There are a great many Slaves in the U. States; the exact number I cannot ascertain; (say one million, be the same more or less,) the condition of whom has given the patriots, philanthropists, and religionists great searchings of heart. The abolitionists of late have come forward and seem to demand the unconditional manumission of all of them, without prescribing any rational mode for their future subsistence. If these prophets can prove their commission, like Moses, or have any reason to believe that God will feed the liberated slaves with manna, it is hoped that the slave-holders will obey and not harden their hearts; otherwise, their exertions seem calculated to alienate the slave-holding States from the others, and make the condition of the slaves more miserable. But notwithstanding the measures of the abolitionists are reprobated by every friend to his country, yet the question “What shall we do with the slaves?” must at some time, in some shape be met and decided. The Emancipators have effected nothing. The Liberia exportation affords nothing very flattering; what then shall be done? It cannot be expected that a question, encumbered with so many conflicting interests and opinions, can be easily answered: the most rational solution may be fraught with serious consequences. To proclaim a Jubilee and set them all free, without house or home, tools or money, or friends to take them in, would be sacrificing them to starvation. In such a state, they would wander in droves into all the States, seeking supplies for the calls of nature. Would the abolitionists be pleased to have thousands of them scouring the States in which they live, and groups of them at their own doors or around their dwellings begging or stealing?

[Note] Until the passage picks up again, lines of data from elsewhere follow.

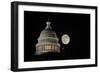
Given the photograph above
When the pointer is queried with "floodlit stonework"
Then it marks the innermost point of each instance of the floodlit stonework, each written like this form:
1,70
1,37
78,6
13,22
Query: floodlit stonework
47,41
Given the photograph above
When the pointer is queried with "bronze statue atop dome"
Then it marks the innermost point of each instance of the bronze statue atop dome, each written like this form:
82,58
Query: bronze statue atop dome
47,41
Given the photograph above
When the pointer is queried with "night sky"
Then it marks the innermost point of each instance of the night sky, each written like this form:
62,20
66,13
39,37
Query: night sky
77,26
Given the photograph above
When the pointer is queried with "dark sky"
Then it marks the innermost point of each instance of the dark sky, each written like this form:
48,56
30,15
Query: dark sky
77,26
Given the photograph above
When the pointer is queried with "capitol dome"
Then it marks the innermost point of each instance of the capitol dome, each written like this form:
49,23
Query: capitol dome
47,41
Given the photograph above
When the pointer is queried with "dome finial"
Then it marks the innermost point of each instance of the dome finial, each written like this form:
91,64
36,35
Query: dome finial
48,24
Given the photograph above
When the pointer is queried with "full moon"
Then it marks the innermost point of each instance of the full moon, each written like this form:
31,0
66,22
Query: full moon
65,39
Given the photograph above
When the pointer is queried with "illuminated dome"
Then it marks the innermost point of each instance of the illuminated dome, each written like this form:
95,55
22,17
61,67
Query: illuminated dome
47,41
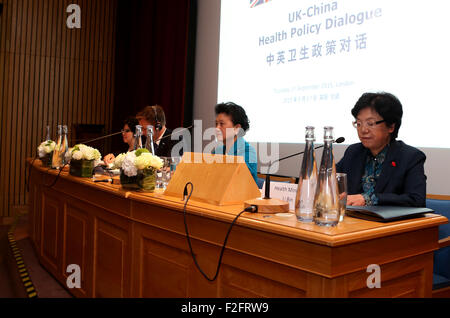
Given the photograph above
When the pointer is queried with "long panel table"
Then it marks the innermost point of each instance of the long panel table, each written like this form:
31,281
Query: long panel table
132,244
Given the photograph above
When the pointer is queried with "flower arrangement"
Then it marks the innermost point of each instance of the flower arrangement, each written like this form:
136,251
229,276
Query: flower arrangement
135,161
45,148
83,159
138,169
83,152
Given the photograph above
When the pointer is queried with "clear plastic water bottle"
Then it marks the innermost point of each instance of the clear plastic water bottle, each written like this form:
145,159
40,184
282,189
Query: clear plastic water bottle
138,138
149,141
304,201
57,160
326,201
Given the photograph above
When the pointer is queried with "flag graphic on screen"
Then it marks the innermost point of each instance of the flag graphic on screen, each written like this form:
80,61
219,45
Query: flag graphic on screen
254,3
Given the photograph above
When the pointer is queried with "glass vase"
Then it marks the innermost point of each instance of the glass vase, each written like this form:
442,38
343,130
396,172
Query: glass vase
146,180
81,168
127,182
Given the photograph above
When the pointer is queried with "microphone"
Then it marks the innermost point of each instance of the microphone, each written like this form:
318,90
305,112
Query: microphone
267,189
163,137
102,137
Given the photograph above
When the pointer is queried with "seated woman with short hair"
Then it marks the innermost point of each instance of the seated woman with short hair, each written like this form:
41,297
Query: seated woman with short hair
381,170
231,124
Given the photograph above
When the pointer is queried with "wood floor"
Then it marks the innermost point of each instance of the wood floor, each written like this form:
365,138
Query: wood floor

Let Congress locate a section of territory for the accommodation of as many as choose to go with the consent of their masters—let their expenses be borne and their equipage of clothing, provisions, implements of husbandry and mech[anical tools,] with all that is necessary for 3 years, including teachers to learn them to read and write, [be furnished] by the treasury of the United States. So far, Congress can proceed towards the liberation of the slaves. This would give relief to those slave-holders who, in heart, are opposed to slavery and would gladly set their slaves free if they could be provided for.

If the legislatures of the slave-holding States, in behalf of their constituents should pass laws for the gradual manumission of all the slaves, that all of them who were in existence at the time of passing those laws should be held in servitude for life; except, with the consent of their masters, they should choose to go to the land provided for them; and that those who should be born after the passing of those laws should be free at the age of 21 years; the children of whom should be free-born; it would gradually lower the price of slaves as property; and gradually [encourage] them to seek their liberty. It would also give time to the masters to re-model their systems to live without the labor of slaves.